Light from the supernova blast first reached Earth in 1987, around 160,000 years after the explosion.
In continuing observations, Nasa's Nuclear Spectroscopic Telescope Array, or NuSTAR, has found ejected material flying in one direction and the core of the star in another, proving that core-collapse supernovae are inherently asymmetrical.
"Stars are spherical objects, but apparently the process by which they die causes their cores to be turbulent, boiling and sloshing around in the seconds before their demise," said Steve Boggs of the University of California, Berkeley, lead author of a new study on the findings, appearing in the journal Science. "We are learning that this sloshing leads to asymmetrical explosions."
Three glowing loops of stellar material formed when the fast expanding supernova collided with the dense, slower moving material in the stellar wind ejected by the former star about 20,000 years before it went supernova.
These collisions produced powerful optical and X-ray energy emissions.
Outer, ejected materials lit up first, followed by the innermost materials powered by radioactive isotopes, such as cobalt-56, which decayed into iron-56.
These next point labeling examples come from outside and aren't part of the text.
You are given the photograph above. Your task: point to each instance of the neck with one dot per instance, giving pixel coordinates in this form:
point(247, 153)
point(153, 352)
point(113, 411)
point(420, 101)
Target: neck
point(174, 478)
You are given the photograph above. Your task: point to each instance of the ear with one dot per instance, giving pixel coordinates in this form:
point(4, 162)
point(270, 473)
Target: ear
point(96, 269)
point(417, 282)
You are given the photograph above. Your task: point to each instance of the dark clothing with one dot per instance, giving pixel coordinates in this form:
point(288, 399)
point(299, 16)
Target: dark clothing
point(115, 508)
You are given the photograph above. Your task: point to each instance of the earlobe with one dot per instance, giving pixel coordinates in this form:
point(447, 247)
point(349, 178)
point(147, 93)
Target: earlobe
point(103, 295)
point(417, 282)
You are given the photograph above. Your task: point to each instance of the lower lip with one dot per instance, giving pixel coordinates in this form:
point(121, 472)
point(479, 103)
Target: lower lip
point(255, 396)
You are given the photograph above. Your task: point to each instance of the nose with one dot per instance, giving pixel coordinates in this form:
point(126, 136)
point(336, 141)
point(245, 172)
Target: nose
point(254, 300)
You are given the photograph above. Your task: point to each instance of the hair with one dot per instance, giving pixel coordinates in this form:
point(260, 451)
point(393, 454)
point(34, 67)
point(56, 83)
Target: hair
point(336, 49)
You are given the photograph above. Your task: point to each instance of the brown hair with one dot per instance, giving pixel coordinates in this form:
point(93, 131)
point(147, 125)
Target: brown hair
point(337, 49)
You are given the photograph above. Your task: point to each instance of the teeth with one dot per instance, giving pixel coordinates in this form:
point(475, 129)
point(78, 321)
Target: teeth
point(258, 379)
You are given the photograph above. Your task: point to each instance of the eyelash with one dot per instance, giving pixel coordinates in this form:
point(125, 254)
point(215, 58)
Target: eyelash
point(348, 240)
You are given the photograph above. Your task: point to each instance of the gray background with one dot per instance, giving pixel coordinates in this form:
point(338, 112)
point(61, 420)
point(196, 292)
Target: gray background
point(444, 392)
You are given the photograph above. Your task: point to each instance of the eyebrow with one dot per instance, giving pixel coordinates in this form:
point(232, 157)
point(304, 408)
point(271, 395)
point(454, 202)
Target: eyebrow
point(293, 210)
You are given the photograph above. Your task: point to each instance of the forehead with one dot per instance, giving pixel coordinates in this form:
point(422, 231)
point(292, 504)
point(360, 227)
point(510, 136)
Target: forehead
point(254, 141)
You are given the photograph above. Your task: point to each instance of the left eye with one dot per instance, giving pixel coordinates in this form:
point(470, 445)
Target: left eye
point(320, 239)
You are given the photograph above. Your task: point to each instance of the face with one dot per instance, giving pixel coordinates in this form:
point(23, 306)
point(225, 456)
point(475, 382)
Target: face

Now, NuSTAR has found the "smoking gun" for the asymmetric explosion in the form of a radioisotope called titanium-44. It was first found by ESA in 2012.
"Titanium is produced in the very heart of the explosion, so it traces the shape of the engine driving the disassembly of the star," said Fiona Harrison, the principal investigator of NuSTAR at the California Institute of Technology in Pasadena.
"By looking at the shift of the energy of the X-rays coming from titanium, the NuSTAR data revealed that, surprisingly, most of the material is moving away from us."
The NuSTAR spectral data reveals that titanium-44 is moving away from us with a velocity of 2.6 million kilometres per hour.
The compact core of the supernova seems to have kicked off in the opposite direction.
"Radioactive titanium-44 glows in the X-rays no matter what and is only produced in the explosion," said Brian Grefenstette, a co-author of the study at Caltech.
"This means that we don't have to worry about how the environment influenced the observations. We are able to directly observe the material ejected in the explosion."
Another mystery is that of the missing neutron star at the heart of the supernova, 166,000 light years away.
The star that exploded to create SN1987A was a blue supergiant with typical surface temperatures of over 50,000°C, and luminosity a million times that of the Sun.
The violent death of such a high-mass star should leave behind a stellar remnant in the form of either a neutron star or a stellar mass black hole.
However, astronomers have been unable to find a neutron star in the remnants.
This could be because it is surrounded by an extremely dense cloud of thick dust. Or, so much material fell back onto the neutron star that it further collapsed into a stellar mass black hole.